Type of disease: Rare conditions

Papillon-Lefevre syndrome (PALS) is a rare genetic disorder that causes thickening of the skin (keratoderma) on the palms of the hands and soles of the feet (palmoplantar), inflammation of the tissues around the teeth (periodontitis), and early (premature) loss of teeth. The skin of the palms and soles will usually have areas (patches) that are dry and scaly. These areas are at risk for infections. Periodontitis may cause shrinkage of the gums. Symptoms usually occur between 1 and 5 years of age. Most children lose their primary teeth by the age of 4 years and their secondary teeth by 14 years.

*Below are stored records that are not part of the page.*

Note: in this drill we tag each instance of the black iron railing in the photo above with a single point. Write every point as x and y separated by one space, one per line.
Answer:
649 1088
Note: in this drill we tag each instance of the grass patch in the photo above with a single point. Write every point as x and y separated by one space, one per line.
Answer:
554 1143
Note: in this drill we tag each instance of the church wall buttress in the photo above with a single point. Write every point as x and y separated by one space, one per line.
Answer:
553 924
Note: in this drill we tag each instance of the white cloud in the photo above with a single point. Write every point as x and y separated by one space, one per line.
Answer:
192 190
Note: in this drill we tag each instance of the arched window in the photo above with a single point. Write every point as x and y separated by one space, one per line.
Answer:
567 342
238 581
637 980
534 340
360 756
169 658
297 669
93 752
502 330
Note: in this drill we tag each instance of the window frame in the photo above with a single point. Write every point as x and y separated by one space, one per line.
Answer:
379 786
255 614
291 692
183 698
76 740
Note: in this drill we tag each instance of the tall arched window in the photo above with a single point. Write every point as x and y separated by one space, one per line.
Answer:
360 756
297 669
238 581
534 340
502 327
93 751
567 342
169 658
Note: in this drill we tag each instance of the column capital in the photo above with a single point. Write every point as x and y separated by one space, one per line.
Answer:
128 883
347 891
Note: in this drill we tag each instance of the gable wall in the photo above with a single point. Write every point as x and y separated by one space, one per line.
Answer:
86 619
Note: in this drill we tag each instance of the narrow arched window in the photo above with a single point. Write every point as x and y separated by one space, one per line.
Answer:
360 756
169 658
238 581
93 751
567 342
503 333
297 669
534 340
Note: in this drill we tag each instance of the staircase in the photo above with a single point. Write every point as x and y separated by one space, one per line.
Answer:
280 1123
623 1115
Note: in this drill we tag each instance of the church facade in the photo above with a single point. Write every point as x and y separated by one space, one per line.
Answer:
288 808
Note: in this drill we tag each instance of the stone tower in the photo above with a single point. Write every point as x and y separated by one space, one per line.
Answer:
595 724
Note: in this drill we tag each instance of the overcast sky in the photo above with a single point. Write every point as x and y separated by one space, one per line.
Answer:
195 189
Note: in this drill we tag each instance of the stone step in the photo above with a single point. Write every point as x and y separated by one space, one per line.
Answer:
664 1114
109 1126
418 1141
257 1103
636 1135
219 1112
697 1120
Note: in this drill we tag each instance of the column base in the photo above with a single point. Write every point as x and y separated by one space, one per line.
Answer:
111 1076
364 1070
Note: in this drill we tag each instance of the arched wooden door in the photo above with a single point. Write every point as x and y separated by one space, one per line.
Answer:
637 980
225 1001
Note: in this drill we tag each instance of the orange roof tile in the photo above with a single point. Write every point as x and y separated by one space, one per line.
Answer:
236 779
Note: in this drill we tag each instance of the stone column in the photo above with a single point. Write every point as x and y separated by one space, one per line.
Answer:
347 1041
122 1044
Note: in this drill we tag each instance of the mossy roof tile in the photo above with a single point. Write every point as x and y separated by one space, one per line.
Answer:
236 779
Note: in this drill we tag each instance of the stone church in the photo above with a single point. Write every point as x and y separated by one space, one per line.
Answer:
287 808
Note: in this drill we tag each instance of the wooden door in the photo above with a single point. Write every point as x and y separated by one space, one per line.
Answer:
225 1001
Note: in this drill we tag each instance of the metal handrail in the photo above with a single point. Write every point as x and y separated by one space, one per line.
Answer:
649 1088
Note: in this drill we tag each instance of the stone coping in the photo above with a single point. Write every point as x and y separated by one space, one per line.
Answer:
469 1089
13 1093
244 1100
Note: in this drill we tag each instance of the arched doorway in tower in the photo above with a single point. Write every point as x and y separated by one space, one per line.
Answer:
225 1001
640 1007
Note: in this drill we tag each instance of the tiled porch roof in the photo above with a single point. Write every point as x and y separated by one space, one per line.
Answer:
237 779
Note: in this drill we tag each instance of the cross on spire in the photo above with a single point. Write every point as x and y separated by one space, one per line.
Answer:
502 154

PALS is caused by changes (mutations) in the CTSC gene and is inherited in an autosomal recessive way, which means a child must have a mutation in both copies of their CTSC gene to have the condition. The diagnosis of PALS is considered in a child with thick skin patches, inflammation of the gums, and the early loss of teeth. Genetic testing is used to confirm the diagnosis. Treatment options include medications to help reduce the risk of infection in the skin and dentures to replace lost teeth. Other treatment options include a bone graft to help save the teeth before they are lost. If your child has been diagnosed with PALS, talk to their doctor about all treatment options. Support groups can provide additional information and connect you with other affected families.